As the article mentions the Bangladesh Accord, we also wanted to share this Just-Style article that discusses the future of the agreement and its impact.
Fires that continue to plague the global garment industry lend credence to calls by labor advocates for an Accord for Fire and Building Safety that covers not just Bangladesh but all textile-producing countries.
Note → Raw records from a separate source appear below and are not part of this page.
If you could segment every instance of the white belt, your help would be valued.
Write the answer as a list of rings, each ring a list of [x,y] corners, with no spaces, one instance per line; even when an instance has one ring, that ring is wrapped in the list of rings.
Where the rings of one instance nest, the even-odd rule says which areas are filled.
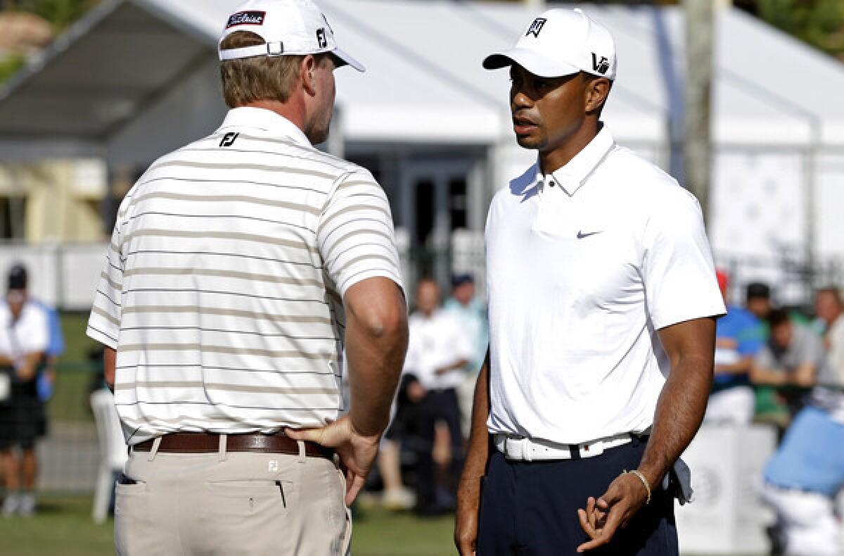
[[[604,450],[625,444],[633,437],[625,433],[598,439],[579,444],[565,444],[539,439],[495,434],[495,448],[508,460],[519,461],[545,461],[549,460],[571,460],[572,458],[595,457]]]

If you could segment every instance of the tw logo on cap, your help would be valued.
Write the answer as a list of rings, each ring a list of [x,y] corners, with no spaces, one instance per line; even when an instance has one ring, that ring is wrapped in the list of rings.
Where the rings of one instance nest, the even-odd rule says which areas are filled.
[[[598,74],[603,75],[609,69],[609,60],[607,59],[606,56],[602,56],[601,59],[598,59],[598,54],[595,52],[592,53],[592,68],[597,71]]]
[[[545,23],[548,21],[545,18],[537,18],[533,19],[533,23],[530,25],[528,29],[528,32],[525,33],[525,36],[528,35],[533,35],[536,38],[539,38],[539,33],[542,31],[542,28],[545,26]]]
[[[229,18],[229,23],[225,28],[235,25],[262,25],[267,12],[238,12]]]

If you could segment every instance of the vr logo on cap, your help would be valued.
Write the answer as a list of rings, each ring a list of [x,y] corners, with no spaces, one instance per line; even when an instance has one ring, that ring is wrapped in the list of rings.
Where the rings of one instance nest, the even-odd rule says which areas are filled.
[[[525,33],[525,36],[533,35],[538,39],[539,32],[542,30],[542,28],[545,26],[546,21],[548,21],[548,19],[545,18],[537,18],[536,19],[533,19],[533,23],[530,25],[530,27],[528,29],[528,32]]]
[[[598,54],[592,52],[592,68],[603,75],[607,73],[608,69],[609,69],[609,60],[607,59],[606,56],[602,56],[601,59],[598,60]]]
[[[229,18],[229,23],[225,28],[235,25],[262,25],[267,12],[238,12]]]

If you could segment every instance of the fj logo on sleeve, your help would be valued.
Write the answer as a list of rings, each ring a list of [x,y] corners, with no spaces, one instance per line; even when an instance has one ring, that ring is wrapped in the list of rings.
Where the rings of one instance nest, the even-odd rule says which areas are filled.
[[[539,38],[539,33],[542,31],[542,28],[545,26],[545,22],[548,21],[545,18],[537,18],[533,19],[533,23],[530,25],[530,28],[528,29],[528,32],[525,33],[525,36],[528,35],[533,35],[536,38]]]

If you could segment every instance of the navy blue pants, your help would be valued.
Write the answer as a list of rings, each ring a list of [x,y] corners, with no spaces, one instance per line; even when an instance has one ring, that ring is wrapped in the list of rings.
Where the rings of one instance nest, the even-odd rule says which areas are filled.
[[[481,491],[479,556],[576,556],[588,540],[577,518],[587,499],[598,498],[645,451],[638,439],[587,459],[511,461],[492,449]],[[654,490],[613,541],[592,556],[678,556],[674,499]]]

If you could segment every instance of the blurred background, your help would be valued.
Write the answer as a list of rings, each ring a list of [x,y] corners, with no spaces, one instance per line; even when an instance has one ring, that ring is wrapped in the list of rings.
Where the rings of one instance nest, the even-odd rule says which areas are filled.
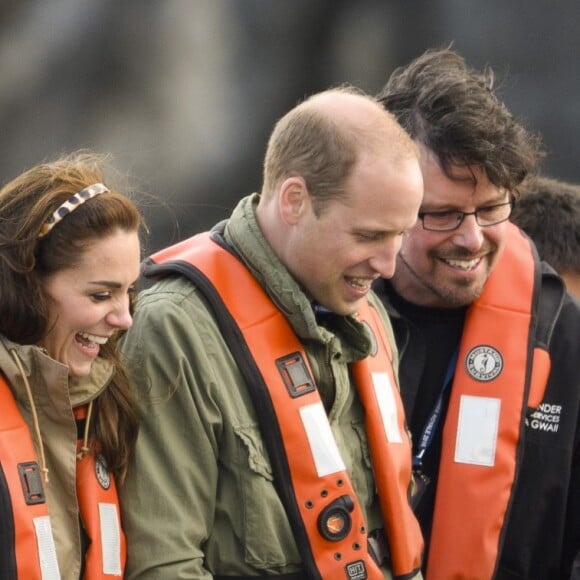
[[[342,82],[375,94],[453,42],[580,182],[577,0],[0,0],[0,181],[63,152],[112,153],[152,194],[149,250],[260,189],[276,120]]]

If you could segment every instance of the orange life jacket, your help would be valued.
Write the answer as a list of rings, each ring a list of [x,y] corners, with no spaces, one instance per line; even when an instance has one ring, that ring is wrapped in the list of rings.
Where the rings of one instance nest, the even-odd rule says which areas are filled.
[[[12,573],[6,580],[60,580],[32,437],[1,375],[0,409],[0,464],[9,494],[2,519],[14,522],[14,534],[3,540],[4,556],[11,560],[6,565]],[[88,453],[77,462],[76,485],[81,520],[91,542],[85,554],[83,578],[118,578],[123,574],[126,547],[114,478],[101,458],[95,460],[95,456]],[[2,534],[6,533],[3,529]]]
[[[443,429],[429,580],[493,578],[526,406],[541,401],[550,372],[547,351],[533,341],[539,283],[529,241],[508,224],[503,254],[466,315]]]
[[[382,579],[368,552],[366,524],[332,437],[303,346],[247,268],[199,234],[150,258],[146,275],[179,272],[212,305],[220,330],[254,394],[275,481],[311,578]],[[389,341],[374,309],[375,356],[352,365],[366,410],[379,503],[396,577],[421,566],[423,540],[409,505],[411,449]]]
One conflagration broke out at a multi-story textile factory in the city center of Durban in South Africa Monday, causing severe damage that spilled over to a nearby building, though firefighters were able to evacuate all occupants and extinguish the flames before they grew out of control, local media reported. Robert Mckenzie, a spokesman for KZN Emergency Medical Services, said there were no reported injuries and that the cause of the fire is as yet unknown.
Over in the Philippines, a garment facility in Golden Mile Business Park in the Cavite province of Carmona burst into flames Tuesday, sending fire trucks from Bacoor, General Mariano Alvarez, General Trias, Silang and Biñan, Laguna to help put out the blaze.
A witness told the Manila Bulletin that the fire started on the second floor of the building, where textiles were being stored. No casualties were reported. While the cause of the fire is still under investigation, the damage was estimated at 15 million Philippine pesos, or $313,500.